The hugely popular Bira White, which has taken the Indian market by storm in the past few years, uses the same two ingredients. But while Bira White offers a rather robust blend of orange and coriander that smacks your senses instantly, the Maestra Wheat prides itself on more subdued flavours. If you’re lucky enough to be blessed with abnormally good olfactory organs, you can also experience a whiff of banana if you sniff the beer really closely.
But while the Maestra Wheat will recharge and soothe you, it will not dazzle or enormously excite you. Great beers are defined by their potential to leave you surprised. A late comer to the wheat beer trend, India still produces variations that are barely variations — all have the tendency to taste eerily similar.
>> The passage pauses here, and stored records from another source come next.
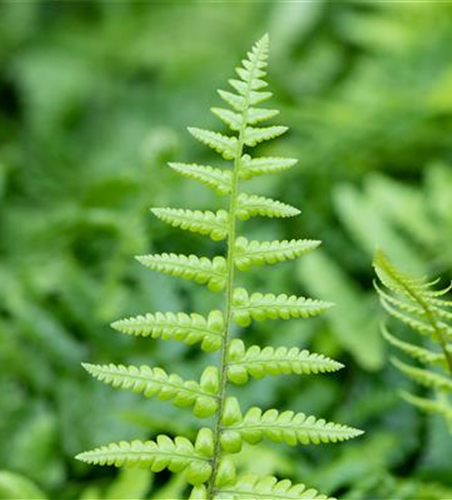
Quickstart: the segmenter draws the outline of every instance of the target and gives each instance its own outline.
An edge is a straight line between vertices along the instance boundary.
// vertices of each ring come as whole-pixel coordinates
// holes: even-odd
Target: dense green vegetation
[[[388,362],[371,267],[379,246],[406,272],[452,277],[451,4],[189,0],[0,5],[0,497],[186,494],[177,477],[74,460],[105,442],[193,438],[197,429],[190,412],[98,384],[80,363],[152,360],[187,378],[205,366],[196,348],[108,324],[215,308],[195,284],[131,257],[213,253],[213,243],[148,209],[217,203],[166,163],[211,160],[185,127],[214,124],[212,89],[266,31],[273,106],[291,131],[260,151],[300,162],[256,179],[254,191],[302,214],[249,221],[248,234],[324,246],[295,272],[280,264],[246,283],[336,307],[301,324],[253,324],[247,335],[347,368],[290,384],[257,380],[240,394],[249,406],[319,414],[366,434],[345,445],[244,448],[241,471],[341,498],[452,498],[452,438],[444,419],[396,392],[424,395]]]

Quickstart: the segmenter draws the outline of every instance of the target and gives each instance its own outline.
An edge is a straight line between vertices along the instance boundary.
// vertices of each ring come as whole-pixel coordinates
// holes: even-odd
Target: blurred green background
[[[302,215],[244,229],[323,245],[250,273],[246,285],[337,306],[246,337],[306,346],[346,368],[256,381],[239,394],[244,405],[312,412],[366,434],[265,444],[243,454],[241,469],[347,499],[452,498],[452,438],[398,398],[407,382],[378,333],[370,266],[379,245],[407,271],[451,278],[452,4],[190,0],[0,4],[0,498],[184,494],[178,478],[73,459],[108,441],[192,436],[198,426],[187,411],[96,383],[80,363],[149,363],[192,378],[210,361],[108,325],[147,311],[205,312],[218,300],[133,256],[219,249],[148,209],[219,206],[166,162],[211,161],[185,129],[221,130],[209,112],[215,89],[266,31],[272,107],[291,131],[262,152],[300,163],[253,190]]]

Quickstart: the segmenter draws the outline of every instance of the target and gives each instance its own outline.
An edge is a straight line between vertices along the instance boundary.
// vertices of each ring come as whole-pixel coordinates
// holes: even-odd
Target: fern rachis
[[[238,219],[250,217],[293,217],[299,210],[270,198],[244,193],[240,182],[253,176],[286,170],[296,161],[289,158],[252,158],[246,151],[256,144],[278,137],[287,131],[283,126],[257,126],[274,118],[278,112],[257,105],[271,97],[266,87],[268,37],[256,43],[242,67],[239,80],[229,83],[234,92],[219,91],[232,109],[213,108],[232,135],[201,128],[189,128],[192,136],[211,147],[226,160],[232,170],[221,170],[195,163],[172,163],[181,175],[200,182],[220,196],[228,196],[228,210],[216,212],[182,208],[156,208],[152,212],[162,221],[183,229],[210,236],[214,241],[227,240],[226,256],[213,258],[163,253],[138,257],[153,271],[193,280],[213,292],[224,294],[222,311],[207,316],[198,313],[147,313],[115,322],[112,326],[128,335],[150,336],[163,340],[180,340],[186,344],[200,343],[205,352],[218,352],[217,366],[208,366],[199,381],[183,380],[160,367],[85,364],[95,378],[116,388],[143,393],[171,401],[176,406],[191,407],[198,418],[213,416],[212,427],[202,427],[194,443],[185,437],[174,440],[160,435],[155,441],[120,442],[101,446],[78,455],[82,461],[100,465],[141,466],[158,472],[185,471],[187,481],[194,485],[191,498],[316,498],[326,499],[315,490],[289,480],[272,476],[237,478],[231,455],[239,453],[242,443],[257,444],[262,439],[298,443],[326,443],[350,439],[361,431],[326,422],[314,416],[257,407],[242,412],[238,400],[229,396],[229,384],[242,385],[250,377],[262,378],[279,374],[316,374],[334,372],[342,365],[326,356],[293,348],[250,346],[233,339],[232,325],[249,326],[253,320],[308,318],[327,311],[332,304],[295,295],[250,293],[236,287],[235,274],[254,265],[276,264],[295,259],[314,250],[316,240],[248,241],[237,234]]]

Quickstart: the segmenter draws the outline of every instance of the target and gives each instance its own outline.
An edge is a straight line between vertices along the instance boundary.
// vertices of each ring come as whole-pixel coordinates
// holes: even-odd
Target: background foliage
[[[189,412],[174,418],[170,405],[97,384],[80,362],[202,370],[195,350],[108,324],[212,308],[196,285],[143,271],[132,256],[211,250],[148,208],[215,204],[165,164],[207,157],[185,127],[211,125],[214,89],[265,31],[275,107],[291,126],[266,151],[300,164],[256,191],[303,213],[251,222],[250,236],[324,245],[296,273],[283,264],[247,279],[337,306],[301,326],[258,325],[252,340],[308,346],[347,368],[241,390],[250,406],[321,413],[366,435],[250,449],[243,470],[350,499],[452,498],[452,438],[394,391],[406,381],[387,363],[370,266],[379,245],[408,272],[451,278],[452,5],[190,0],[0,5],[0,498],[183,495],[177,478],[76,463],[104,442],[195,430]]]

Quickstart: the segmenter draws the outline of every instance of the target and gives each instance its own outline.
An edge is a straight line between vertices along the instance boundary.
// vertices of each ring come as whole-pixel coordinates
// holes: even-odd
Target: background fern
[[[438,280],[412,278],[399,271],[380,250],[375,255],[374,267],[384,288],[375,285],[384,309],[422,337],[431,340],[434,350],[393,335],[382,327],[385,339],[422,368],[406,363],[398,357],[394,366],[421,386],[433,390],[432,399],[403,392],[403,398],[418,408],[444,417],[452,431],[452,301],[446,294],[452,285],[437,289]],[[425,342],[424,342],[425,344]]]
[[[284,251],[287,241],[247,242],[238,237],[237,219],[247,220],[256,215],[266,217],[290,217],[299,211],[279,201],[240,191],[239,179],[243,169],[243,154],[246,146],[253,147],[258,142],[274,139],[287,131],[287,127],[255,127],[260,122],[273,116],[277,111],[257,108],[256,105],[271,97],[271,93],[261,89],[267,86],[266,76],[268,57],[268,36],[261,38],[237,68],[240,80],[229,80],[237,93],[220,92],[220,96],[232,110],[214,108],[213,111],[224,120],[237,136],[226,136],[209,130],[189,128],[189,132],[200,142],[220,153],[225,159],[233,160],[232,175],[211,166],[178,164],[176,171],[200,181],[213,188],[219,194],[230,194],[229,210],[218,210],[216,214],[207,211],[160,208],[153,209],[154,215],[168,224],[181,229],[209,235],[213,240],[227,239],[226,259],[215,256],[198,258],[195,255],[157,254],[138,257],[138,260],[154,271],[192,279],[201,285],[207,285],[211,291],[225,291],[223,312],[215,311],[217,323],[221,324],[219,363],[207,367],[200,382],[184,381],[179,375],[168,375],[161,368],[148,366],[135,367],[124,365],[91,365],[85,369],[95,378],[114,387],[142,392],[145,396],[157,395],[162,400],[172,400],[176,406],[193,406],[198,418],[215,415],[212,427],[202,427],[194,443],[186,437],[174,439],[161,434],[156,441],[132,441],[112,443],[83,452],[77,458],[89,464],[149,467],[154,472],[167,468],[171,472],[185,472],[186,480],[194,485],[191,498],[326,498],[306,486],[292,485],[289,480],[278,481],[272,476],[237,478],[236,468],[228,455],[239,453],[242,443],[257,444],[264,437],[289,445],[328,443],[344,441],[361,434],[361,431],[306,416],[293,411],[279,412],[275,409],[263,411],[258,407],[250,408],[242,414],[236,397],[229,395],[228,381],[244,384],[248,374],[261,378],[265,375],[281,373],[318,373],[335,371],[342,367],[340,363],[319,354],[304,351],[300,354],[294,348],[288,352],[284,348],[261,350],[258,346],[246,348],[242,341],[232,341],[234,323],[247,327],[252,320],[308,318],[328,310],[332,304],[295,295],[274,295],[272,293],[249,293],[245,288],[236,286],[235,267],[236,248],[239,266],[243,269],[252,264],[263,264],[272,252],[272,260],[295,258],[312,250],[317,242],[311,240],[292,240],[292,248]],[[247,155],[246,162],[252,159]],[[267,171],[278,171],[280,158],[256,158],[265,162]],[[286,164],[294,164],[286,160]],[[182,171],[181,171],[182,170]],[[252,177],[253,171],[245,167],[246,178]],[[261,174],[262,172],[258,172]],[[208,182],[206,175],[208,174]],[[225,179],[227,179],[225,187]],[[249,249],[252,248],[252,251]],[[144,321],[143,321],[144,319]],[[192,329],[198,329],[196,340],[204,342],[212,331],[208,320],[195,323],[193,316],[174,315],[171,313],[148,314],[116,322],[115,328],[127,334],[152,334],[164,329],[166,339],[184,340],[191,335]],[[162,323],[163,322],[163,323]],[[138,326],[139,325],[139,326]],[[133,326],[137,328],[133,328]],[[132,327],[132,328],[131,328]],[[175,335],[177,333],[177,336]],[[181,338],[182,336],[182,338]],[[162,336],[163,338],[163,336]],[[193,337],[192,337],[193,338]],[[207,342],[206,342],[207,344]],[[203,344],[201,344],[203,347]],[[212,345],[210,344],[208,351]],[[317,363],[317,364],[316,364]],[[323,366],[322,366],[323,365]]]
[[[210,238],[162,224],[149,207],[222,208],[214,192],[164,166],[182,158],[212,164],[209,149],[185,126],[217,127],[209,106],[220,101],[212,89],[231,76],[243,48],[269,31],[270,107],[281,110],[291,132],[256,151],[300,162],[247,185],[303,213],[265,224],[251,218],[246,237],[303,235],[328,244],[293,263],[252,266],[239,285],[337,305],[309,321],[254,321],[243,340],[324,353],[347,369],[262,380],[249,374],[237,395],[249,407],[277,404],[353,422],[366,435],[341,446],[264,439],[245,444],[238,467],[294,482],[309,478],[343,498],[452,497],[447,426],[394,390],[422,388],[387,363],[379,332],[387,314],[370,266],[379,246],[413,276],[452,278],[450,7],[87,0],[79,9],[53,0],[1,2],[0,469],[31,479],[52,499],[187,494],[182,475],[73,459],[120,439],[166,433],[194,441],[199,422],[190,407],[113,390],[80,363],[141,366],[152,358],[167,373],[177,366],[184,380],[197,382],[210,364],[192,337],[151,341],[155,332],[118,335],[108,324],[144,311],[221,308],[219,294],[145,272],[130,256],[215,254]],[[391,331],[411,338],[402,328]],[[216,338],[209,337],[213,344]]]

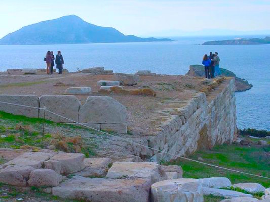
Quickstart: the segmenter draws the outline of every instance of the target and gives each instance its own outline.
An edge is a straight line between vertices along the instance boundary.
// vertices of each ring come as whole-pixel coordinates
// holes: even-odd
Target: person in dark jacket
[[[51,64],[51,74],[53,74],[53,67],[54,67],[54,55],[53,52],[51,52],[51,56],[52,56],[52,63]]]
[[[204,71],[205,72],[205,78],[210,79],[210,66],[211,64],[211,60],[207,57],[207,55],[205,54],[203,58],[203,65],[204,65]]]
[[[47,74],[50,74],[50,68],[51,68],[51,64],[52,64],[52,56],[51,56],[51,52],[48,50],[46,54],[46,61],[47,65],[46,73]]]
[[[60,50],[57,52],[57,55],[55,58],[55,63],[56,63],[56,68],[58,69],[58,74],[62,74],[64,59],[63,59],[63,56],[61,55],[61,51]]]

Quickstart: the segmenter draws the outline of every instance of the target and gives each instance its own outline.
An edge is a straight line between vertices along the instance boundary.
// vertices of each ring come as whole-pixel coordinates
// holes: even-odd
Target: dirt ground
[[[151,123],[151,117],[155,111],[166,108],[166,100],[190,98],[185,90],[199,91],[204,86],[202,77],[187,76],[141,76],[138,85],[124,86],[124,89],[149,88],[157,92],[157,96],[127,95],[99,93],[100,87],[97,81],[115,80],[113,75],[91,75],[81,73],[70,73],[63,75],[47,75],[38,73],[23,75],[22,73],[8,74],[0,73],[0,94],[33,94],[38,96],[65,95],[66,89],[73,86],[90,86],[92,92],[87,94],[76,95],[83,104],[89,95],[110,96],[127,107],[129,130],[138,130],[144,134],[152,132],[155,125]],[[56,85],[61,82],[61,85]]]

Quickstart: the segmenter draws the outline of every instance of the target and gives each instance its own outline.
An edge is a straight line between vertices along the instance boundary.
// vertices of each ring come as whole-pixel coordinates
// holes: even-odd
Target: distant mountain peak
[[[48,32],[49,29],[53,31]],[[0,44],[48,44],[170,41],[156,38],[125,35],[111,27],[89,23],[75,15],[23,27],[0,39]]]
Over the years, a number of legendary Bavarian weissbiers have popularised the use of unusual ingredients such as banana, chocolate, bubble gum and clove. Some witbiers, apart from predominantly using orange and coriander, also experiment with spices like nutmeg. Given the unripe nature of the Indian market, commercial beer-makers here are yet to display the boldness needed to implement such quirkiness.
For now, the frothy goodness of the Maestra Wheat, available in 330 ml and 500 ml packs, is an enjoyable alternative. It is a crisp, well-crafted beer that will delight your taste buds and leave you in high spirits.
The Mahou Maestra Wheat is available in Gurugram for Rs 180 and Rs 120 in the 500 ml and 330 ml variants, respectively.